Craft a male character that makes readers swoon.
It’s unthinkable to write a successful romance novel or romantic story arc of any kind without a stormy, steamy romance hero. The plot may be fascinating and the writing style accomplished, but if the male lead doesn’t give me heart palpitations the book is a flop.

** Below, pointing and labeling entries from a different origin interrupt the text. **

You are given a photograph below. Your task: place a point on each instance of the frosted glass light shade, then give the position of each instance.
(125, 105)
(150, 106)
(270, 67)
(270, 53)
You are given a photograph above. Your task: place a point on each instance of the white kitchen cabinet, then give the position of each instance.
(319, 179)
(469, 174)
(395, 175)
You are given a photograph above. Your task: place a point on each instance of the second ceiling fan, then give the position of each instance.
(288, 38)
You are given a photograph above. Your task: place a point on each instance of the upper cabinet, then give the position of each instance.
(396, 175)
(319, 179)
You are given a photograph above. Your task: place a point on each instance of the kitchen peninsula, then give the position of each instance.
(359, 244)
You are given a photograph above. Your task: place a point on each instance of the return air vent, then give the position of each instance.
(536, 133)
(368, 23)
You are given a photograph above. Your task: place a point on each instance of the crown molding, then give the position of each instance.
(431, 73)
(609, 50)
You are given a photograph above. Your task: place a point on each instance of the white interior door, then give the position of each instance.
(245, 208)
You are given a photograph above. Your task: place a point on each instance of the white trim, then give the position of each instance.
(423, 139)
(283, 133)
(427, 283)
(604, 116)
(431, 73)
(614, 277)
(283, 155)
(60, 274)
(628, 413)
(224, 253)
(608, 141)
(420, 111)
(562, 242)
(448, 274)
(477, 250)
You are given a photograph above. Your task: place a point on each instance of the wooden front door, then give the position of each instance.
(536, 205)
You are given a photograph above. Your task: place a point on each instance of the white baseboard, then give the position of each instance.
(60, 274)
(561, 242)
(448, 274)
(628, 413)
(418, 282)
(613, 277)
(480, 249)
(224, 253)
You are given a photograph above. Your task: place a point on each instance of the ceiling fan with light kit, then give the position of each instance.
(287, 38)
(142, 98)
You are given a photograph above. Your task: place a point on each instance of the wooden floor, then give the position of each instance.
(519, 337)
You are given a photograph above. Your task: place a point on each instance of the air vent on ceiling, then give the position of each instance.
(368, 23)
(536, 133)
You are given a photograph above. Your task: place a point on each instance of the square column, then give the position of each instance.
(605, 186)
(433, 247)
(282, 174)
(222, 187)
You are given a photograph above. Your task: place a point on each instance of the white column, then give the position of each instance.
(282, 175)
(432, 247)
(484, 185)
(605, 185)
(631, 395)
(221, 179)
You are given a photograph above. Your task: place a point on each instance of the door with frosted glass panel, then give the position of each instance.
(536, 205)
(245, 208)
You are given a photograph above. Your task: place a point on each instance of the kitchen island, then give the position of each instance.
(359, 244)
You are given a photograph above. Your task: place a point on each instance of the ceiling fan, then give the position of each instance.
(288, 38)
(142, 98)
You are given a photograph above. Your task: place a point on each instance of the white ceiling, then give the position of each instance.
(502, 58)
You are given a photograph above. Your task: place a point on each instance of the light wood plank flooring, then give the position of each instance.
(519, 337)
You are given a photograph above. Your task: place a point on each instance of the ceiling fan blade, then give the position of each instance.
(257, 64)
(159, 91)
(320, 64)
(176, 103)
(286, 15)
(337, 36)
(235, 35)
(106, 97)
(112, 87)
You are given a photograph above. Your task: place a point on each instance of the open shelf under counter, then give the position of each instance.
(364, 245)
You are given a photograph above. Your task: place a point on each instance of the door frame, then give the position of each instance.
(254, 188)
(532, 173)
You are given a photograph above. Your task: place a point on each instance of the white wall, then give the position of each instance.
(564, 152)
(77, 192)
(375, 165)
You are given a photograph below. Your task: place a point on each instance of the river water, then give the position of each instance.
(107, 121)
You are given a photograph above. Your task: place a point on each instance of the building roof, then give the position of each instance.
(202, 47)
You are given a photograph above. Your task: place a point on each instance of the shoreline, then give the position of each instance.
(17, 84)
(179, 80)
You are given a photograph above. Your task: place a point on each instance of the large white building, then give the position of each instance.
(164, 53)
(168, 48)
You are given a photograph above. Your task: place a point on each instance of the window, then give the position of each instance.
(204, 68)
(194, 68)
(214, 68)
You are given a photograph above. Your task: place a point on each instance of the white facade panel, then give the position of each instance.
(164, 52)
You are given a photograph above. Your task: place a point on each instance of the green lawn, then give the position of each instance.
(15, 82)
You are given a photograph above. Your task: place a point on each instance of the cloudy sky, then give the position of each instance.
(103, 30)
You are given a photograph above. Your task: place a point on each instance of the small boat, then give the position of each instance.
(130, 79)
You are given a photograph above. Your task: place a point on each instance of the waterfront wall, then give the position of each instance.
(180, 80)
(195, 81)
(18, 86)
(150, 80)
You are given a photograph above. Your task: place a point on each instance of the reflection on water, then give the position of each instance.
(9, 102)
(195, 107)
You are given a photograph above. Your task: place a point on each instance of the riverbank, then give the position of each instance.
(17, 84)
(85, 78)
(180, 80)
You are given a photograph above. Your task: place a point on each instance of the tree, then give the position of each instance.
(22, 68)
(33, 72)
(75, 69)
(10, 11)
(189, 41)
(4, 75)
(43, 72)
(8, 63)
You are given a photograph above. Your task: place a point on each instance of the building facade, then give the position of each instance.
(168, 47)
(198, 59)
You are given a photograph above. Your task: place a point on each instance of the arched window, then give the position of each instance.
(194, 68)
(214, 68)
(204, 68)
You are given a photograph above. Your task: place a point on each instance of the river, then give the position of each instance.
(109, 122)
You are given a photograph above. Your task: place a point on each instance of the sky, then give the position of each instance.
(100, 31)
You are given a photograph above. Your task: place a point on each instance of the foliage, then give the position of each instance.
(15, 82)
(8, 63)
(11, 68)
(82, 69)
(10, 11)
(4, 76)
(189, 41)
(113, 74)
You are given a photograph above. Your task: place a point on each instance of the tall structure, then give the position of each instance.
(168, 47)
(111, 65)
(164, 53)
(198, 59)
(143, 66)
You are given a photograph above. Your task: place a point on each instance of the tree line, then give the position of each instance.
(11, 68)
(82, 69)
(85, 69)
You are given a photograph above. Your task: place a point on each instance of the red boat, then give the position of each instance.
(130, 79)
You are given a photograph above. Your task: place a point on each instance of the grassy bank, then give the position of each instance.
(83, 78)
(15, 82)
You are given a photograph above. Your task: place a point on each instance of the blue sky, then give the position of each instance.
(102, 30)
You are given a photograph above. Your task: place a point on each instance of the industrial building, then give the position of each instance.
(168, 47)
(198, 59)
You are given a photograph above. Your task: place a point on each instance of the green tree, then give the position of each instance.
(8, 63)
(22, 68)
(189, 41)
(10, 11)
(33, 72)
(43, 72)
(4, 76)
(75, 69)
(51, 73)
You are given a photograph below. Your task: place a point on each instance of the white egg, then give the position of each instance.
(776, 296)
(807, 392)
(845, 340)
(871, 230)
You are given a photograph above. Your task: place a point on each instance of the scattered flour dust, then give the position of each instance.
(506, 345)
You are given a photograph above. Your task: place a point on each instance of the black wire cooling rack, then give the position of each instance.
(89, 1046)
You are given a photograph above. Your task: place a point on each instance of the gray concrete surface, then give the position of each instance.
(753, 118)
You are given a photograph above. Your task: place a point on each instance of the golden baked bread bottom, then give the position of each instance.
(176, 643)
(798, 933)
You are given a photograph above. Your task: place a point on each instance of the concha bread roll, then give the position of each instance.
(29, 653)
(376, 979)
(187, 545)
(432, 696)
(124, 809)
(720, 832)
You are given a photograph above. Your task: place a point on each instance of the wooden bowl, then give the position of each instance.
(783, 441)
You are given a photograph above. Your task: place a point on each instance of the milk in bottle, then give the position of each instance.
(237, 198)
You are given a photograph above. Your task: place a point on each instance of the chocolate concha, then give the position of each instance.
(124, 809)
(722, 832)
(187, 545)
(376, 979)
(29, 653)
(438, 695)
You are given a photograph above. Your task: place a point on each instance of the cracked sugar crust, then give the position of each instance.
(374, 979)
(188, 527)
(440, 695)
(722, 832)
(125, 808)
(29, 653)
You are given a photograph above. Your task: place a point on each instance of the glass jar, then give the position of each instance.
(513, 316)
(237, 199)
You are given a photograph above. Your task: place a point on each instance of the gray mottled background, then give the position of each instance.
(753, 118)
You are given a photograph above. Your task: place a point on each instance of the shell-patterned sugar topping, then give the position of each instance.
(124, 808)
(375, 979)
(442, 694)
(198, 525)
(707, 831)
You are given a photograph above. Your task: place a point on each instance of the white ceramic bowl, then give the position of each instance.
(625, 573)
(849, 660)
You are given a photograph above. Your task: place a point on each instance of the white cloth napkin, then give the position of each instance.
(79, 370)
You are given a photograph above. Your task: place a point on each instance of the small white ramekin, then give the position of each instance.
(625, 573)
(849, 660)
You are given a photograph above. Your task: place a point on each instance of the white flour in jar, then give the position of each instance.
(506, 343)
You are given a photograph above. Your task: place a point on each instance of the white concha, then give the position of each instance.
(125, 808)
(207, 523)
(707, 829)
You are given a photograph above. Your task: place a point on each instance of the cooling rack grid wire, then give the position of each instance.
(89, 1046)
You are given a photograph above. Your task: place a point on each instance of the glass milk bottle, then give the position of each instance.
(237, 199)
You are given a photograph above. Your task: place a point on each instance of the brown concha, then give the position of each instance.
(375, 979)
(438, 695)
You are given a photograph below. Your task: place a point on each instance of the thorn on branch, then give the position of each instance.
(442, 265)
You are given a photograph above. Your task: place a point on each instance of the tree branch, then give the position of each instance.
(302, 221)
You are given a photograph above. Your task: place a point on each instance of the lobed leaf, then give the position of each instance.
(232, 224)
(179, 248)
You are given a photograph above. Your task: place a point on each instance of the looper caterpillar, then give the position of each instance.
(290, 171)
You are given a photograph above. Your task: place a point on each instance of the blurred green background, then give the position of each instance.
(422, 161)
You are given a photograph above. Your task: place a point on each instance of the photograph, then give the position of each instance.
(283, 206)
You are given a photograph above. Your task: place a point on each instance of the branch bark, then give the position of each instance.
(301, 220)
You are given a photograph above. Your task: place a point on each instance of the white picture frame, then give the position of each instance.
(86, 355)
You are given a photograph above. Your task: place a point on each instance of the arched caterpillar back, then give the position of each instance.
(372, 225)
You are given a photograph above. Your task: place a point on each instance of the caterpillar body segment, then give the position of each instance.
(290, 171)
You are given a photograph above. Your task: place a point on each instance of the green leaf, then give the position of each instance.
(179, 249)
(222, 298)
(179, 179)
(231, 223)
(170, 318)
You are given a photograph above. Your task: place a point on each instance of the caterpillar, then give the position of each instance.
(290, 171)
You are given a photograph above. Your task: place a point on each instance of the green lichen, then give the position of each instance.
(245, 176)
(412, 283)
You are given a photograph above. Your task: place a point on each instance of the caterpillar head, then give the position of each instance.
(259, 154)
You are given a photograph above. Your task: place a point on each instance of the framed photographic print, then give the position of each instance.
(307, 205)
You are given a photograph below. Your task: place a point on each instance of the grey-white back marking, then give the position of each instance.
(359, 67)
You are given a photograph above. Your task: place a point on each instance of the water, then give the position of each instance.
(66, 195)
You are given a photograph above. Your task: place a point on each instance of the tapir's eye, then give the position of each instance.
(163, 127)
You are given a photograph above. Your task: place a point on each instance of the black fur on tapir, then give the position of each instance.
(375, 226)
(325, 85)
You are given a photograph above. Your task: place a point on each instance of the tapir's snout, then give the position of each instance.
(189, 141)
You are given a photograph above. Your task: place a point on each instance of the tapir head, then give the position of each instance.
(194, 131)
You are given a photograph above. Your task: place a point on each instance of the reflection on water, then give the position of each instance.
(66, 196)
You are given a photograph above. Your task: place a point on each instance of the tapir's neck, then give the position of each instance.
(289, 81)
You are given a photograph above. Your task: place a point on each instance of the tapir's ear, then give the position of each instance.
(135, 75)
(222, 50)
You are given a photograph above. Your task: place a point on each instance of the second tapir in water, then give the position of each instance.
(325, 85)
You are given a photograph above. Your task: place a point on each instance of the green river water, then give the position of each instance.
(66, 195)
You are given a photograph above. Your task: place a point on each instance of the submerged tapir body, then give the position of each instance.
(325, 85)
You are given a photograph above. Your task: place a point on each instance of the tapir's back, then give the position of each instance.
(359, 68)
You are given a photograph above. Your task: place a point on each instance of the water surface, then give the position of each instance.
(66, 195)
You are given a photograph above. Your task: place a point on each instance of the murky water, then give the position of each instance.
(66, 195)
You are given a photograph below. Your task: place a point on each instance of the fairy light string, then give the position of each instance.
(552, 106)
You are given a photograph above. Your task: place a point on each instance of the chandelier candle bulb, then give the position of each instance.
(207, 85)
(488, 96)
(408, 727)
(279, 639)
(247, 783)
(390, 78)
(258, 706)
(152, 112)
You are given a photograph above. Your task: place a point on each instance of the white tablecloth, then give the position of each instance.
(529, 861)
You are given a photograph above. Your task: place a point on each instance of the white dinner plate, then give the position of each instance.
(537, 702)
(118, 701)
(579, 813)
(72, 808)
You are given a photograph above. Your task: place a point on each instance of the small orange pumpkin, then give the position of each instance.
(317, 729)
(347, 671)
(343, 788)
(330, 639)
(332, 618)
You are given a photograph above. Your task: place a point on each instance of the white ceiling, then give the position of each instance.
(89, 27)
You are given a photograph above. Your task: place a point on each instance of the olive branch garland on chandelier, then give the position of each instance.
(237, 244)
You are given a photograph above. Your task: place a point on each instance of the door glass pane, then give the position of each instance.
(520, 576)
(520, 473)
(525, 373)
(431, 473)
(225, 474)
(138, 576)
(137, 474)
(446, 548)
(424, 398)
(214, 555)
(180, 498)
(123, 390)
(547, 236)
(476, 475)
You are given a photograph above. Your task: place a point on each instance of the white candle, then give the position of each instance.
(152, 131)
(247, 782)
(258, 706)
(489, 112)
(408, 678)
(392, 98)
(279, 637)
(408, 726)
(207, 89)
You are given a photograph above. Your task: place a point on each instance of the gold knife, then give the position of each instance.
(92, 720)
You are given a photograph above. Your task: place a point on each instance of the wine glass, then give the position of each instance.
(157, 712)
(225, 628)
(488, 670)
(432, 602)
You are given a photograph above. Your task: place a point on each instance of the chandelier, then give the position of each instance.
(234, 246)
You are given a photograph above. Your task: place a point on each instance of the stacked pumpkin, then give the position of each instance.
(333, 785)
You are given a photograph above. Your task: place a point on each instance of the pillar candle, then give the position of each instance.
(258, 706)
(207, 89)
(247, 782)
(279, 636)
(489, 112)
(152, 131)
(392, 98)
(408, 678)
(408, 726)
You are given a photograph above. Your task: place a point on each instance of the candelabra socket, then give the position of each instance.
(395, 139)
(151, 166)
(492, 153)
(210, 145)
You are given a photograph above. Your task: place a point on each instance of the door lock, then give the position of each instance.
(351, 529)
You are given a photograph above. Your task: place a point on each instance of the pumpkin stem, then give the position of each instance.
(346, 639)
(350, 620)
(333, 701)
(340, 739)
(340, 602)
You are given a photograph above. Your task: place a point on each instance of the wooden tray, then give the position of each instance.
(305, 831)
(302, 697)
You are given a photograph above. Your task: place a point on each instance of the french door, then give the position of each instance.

Last week, I urged our Facebook followers to pick the best romance hero in fiction. There were representatives from different genres—urban fantasy (Jericho Barrons), contemporary romance (Gideon Cross and Christian Grey), paranormal romance (Zsadist and Edward Cullen), and even classic literature (Mr. Darcy). The majority of you voted for (who else?) Mr. Darcy. Austen’s legendary hero just turned 200 years—Pride and Prejudice was published on January 28, 1813—so I was surprised when he so unabashedly overtook modern-day heartthrobs like Christian Gray and Edward Cullen.
Why is Mr. Darcy, who we never even see plant a kiss on Elizabeth’s lips, so universally loved? What makes a successful romance hero?
While there are nuances, there are three main characteristics great romance protagonists share with Darcy :
(Warning: Spoilers to Pride and Prejudice ahead.)
A truly great romance hero is not out to please anybody. He tends to be brusque and unpleasant—deeply flawed. Look at Edward Cullen from Twilight or Christian Grey from 50 Shades of Grey. Like Book Country member Danielle Bowers hilariously noted, “Christian Grey has more issues than National Geographic Magazine.”